The stack based virtual machine represents instructions as two field structs that are essentially predecoded (and larger in memory) while the register VM uses what boils down to array of words which are then presumably decoded at run time (the paper even contains some kind of argument why the code is represented as array of single-field structs, but completely neglects to mention what would happen if the structs contained some kind of pre-decoded instructions).

The function call mechanism of their stack based VM seems to be essentially modeled after how forth works, which is not how typical stack based VM used in implementation of languages that do not directly expose the VM semantics works. Typical stack based VM (eg.
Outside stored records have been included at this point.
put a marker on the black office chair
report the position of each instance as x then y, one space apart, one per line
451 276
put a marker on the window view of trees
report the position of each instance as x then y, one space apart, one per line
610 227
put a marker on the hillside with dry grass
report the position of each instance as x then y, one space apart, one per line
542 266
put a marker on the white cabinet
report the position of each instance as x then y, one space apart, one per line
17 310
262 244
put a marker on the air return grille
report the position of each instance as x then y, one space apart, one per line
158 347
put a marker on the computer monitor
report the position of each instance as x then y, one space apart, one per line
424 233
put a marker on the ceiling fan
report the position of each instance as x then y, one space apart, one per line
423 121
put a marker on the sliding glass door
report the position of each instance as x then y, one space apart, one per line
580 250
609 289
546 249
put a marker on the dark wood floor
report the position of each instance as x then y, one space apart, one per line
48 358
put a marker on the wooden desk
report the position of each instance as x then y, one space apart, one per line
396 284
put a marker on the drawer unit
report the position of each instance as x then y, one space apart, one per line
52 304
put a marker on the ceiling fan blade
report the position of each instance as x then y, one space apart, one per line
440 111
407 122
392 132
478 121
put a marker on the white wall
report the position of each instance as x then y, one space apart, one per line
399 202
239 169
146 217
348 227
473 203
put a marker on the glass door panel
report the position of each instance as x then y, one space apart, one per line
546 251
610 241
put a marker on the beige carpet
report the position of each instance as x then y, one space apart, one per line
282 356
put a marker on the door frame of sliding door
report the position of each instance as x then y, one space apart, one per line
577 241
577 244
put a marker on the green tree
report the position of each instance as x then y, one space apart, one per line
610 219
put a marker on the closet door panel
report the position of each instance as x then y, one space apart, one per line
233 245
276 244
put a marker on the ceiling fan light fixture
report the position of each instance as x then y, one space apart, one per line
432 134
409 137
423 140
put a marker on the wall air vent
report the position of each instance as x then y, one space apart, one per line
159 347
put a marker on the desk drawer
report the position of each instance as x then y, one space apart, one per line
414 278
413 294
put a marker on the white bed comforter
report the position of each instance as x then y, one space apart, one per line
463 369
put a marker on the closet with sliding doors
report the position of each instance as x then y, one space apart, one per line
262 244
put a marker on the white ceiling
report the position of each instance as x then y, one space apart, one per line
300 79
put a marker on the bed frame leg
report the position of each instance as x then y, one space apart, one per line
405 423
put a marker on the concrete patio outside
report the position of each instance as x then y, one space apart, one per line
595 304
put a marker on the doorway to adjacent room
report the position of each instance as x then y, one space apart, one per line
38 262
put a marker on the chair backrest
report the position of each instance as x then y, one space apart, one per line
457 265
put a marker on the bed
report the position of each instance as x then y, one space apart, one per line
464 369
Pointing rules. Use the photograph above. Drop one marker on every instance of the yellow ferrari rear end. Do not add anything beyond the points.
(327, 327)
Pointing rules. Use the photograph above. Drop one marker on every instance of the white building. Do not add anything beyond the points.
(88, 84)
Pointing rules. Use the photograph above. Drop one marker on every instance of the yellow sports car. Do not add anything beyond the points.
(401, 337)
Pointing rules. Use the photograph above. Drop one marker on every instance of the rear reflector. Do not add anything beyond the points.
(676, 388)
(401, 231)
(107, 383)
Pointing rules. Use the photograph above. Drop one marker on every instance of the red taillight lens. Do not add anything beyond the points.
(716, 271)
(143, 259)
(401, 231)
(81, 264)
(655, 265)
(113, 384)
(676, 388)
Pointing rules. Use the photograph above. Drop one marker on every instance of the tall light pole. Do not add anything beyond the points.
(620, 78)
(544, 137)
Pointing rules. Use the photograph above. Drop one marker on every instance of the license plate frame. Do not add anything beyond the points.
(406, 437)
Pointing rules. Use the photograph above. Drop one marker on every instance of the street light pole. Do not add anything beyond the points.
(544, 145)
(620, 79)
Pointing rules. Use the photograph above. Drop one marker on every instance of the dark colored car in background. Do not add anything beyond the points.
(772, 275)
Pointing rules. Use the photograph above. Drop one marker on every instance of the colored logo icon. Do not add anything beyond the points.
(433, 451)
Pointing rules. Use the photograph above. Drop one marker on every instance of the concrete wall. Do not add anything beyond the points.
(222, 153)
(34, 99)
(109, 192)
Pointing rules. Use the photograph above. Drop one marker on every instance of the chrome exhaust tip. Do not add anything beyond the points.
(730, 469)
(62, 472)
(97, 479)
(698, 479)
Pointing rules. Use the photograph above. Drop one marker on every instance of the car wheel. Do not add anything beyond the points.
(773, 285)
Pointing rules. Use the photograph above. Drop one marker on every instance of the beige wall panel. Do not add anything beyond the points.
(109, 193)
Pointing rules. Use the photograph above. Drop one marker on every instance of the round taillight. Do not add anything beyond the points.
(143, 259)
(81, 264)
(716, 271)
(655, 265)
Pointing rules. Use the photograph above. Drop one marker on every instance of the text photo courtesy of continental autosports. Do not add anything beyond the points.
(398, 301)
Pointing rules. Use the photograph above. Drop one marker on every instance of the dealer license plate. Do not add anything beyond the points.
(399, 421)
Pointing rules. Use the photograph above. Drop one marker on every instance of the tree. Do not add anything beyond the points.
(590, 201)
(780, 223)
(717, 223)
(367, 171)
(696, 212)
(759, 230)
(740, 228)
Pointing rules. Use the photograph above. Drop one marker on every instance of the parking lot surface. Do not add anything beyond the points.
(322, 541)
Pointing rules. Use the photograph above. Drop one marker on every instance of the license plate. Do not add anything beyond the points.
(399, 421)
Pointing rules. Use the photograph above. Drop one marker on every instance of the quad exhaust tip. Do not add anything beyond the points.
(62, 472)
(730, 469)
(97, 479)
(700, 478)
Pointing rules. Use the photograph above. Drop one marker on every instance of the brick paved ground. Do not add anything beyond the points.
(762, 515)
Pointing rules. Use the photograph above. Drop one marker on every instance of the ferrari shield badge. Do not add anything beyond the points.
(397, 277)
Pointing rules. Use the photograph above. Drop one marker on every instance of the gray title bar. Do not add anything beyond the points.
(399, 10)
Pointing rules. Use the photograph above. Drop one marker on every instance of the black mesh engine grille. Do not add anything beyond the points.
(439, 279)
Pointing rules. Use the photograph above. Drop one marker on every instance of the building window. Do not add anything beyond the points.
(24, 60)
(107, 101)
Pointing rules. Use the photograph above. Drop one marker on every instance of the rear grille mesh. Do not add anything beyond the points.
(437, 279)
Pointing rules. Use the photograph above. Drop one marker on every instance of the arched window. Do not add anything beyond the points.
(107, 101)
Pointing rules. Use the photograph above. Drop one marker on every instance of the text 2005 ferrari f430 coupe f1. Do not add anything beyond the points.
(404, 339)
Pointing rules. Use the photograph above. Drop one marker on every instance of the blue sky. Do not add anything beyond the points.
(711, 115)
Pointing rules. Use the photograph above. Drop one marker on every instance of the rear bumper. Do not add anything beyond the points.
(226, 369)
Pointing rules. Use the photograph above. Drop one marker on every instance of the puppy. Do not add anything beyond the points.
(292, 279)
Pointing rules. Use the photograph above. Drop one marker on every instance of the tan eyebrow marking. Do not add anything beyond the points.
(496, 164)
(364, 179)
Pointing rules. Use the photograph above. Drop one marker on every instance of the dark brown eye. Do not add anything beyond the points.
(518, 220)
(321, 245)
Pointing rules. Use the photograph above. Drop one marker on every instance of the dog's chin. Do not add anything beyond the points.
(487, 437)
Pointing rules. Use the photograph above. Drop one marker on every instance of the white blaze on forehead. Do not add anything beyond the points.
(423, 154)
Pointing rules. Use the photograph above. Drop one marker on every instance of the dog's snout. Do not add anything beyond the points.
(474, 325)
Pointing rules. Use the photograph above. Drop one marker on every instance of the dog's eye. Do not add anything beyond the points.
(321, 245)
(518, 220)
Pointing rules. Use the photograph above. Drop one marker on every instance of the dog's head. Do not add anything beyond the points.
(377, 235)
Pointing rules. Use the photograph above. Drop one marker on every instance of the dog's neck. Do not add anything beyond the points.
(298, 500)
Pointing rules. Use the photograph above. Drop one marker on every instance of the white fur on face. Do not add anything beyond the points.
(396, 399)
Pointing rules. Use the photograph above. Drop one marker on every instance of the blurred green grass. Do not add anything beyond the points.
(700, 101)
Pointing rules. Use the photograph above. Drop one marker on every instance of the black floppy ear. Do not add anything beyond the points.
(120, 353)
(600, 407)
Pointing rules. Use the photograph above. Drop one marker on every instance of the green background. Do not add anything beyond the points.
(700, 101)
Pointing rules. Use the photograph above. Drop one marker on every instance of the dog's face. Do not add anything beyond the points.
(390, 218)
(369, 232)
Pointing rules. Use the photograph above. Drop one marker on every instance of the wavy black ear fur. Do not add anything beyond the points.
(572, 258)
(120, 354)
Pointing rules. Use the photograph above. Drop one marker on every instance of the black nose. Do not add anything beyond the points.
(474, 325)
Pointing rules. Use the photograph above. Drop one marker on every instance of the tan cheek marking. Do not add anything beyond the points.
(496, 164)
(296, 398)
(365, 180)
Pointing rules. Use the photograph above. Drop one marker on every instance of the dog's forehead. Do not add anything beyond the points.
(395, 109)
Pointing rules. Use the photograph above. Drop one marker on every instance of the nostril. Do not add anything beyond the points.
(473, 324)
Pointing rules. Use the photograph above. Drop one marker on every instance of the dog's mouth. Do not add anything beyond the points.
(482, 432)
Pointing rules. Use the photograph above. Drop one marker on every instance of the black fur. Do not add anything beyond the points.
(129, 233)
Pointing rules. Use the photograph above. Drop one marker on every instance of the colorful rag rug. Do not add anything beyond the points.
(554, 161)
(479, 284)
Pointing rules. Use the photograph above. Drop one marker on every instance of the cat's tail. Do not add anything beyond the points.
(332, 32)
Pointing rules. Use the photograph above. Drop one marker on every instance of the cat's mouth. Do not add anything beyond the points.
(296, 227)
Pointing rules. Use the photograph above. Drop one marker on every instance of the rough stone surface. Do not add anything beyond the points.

Smalltalk, JVM, CPython...) allocates new argument stack for each function invocation (often using alloca() or such, ie. on native control stack) and does not directly use the VM argument stack to pass parameters and results between functions.

2 comments

How do most stack based VM represent instructions? When I went through a phase of writing VMs, the approach I used was to represent everything with a single byte. if a "push" byte was encountered, it would scan ahead 8 more instructions and construct an int. So it had the overhead of having to decode and encode actual data, but the instruction stream was very dense.

I imagine in the real world, they use something like

    union instruction_packet {
        int64 value;
        int8[8] instructions;
    }
Which would be less space efficient (when you hit a push instruction you'd need to move to the next packet, even if it was the first element of the array) but gets rid of the decoding/encoding problem.
The JVM uses an 8-bit opcode, of which 202 are defined. Some opcodes have implicit operands (e.g., iload_1, load the first local variable as integer on the stack or iconst_m1, push -1 on the stack), while others take usually an index that's usually 1 byte (or 2 byte for jump offsets)--although there's a wide instruction that makes the next instruction use 2-byte operands instead.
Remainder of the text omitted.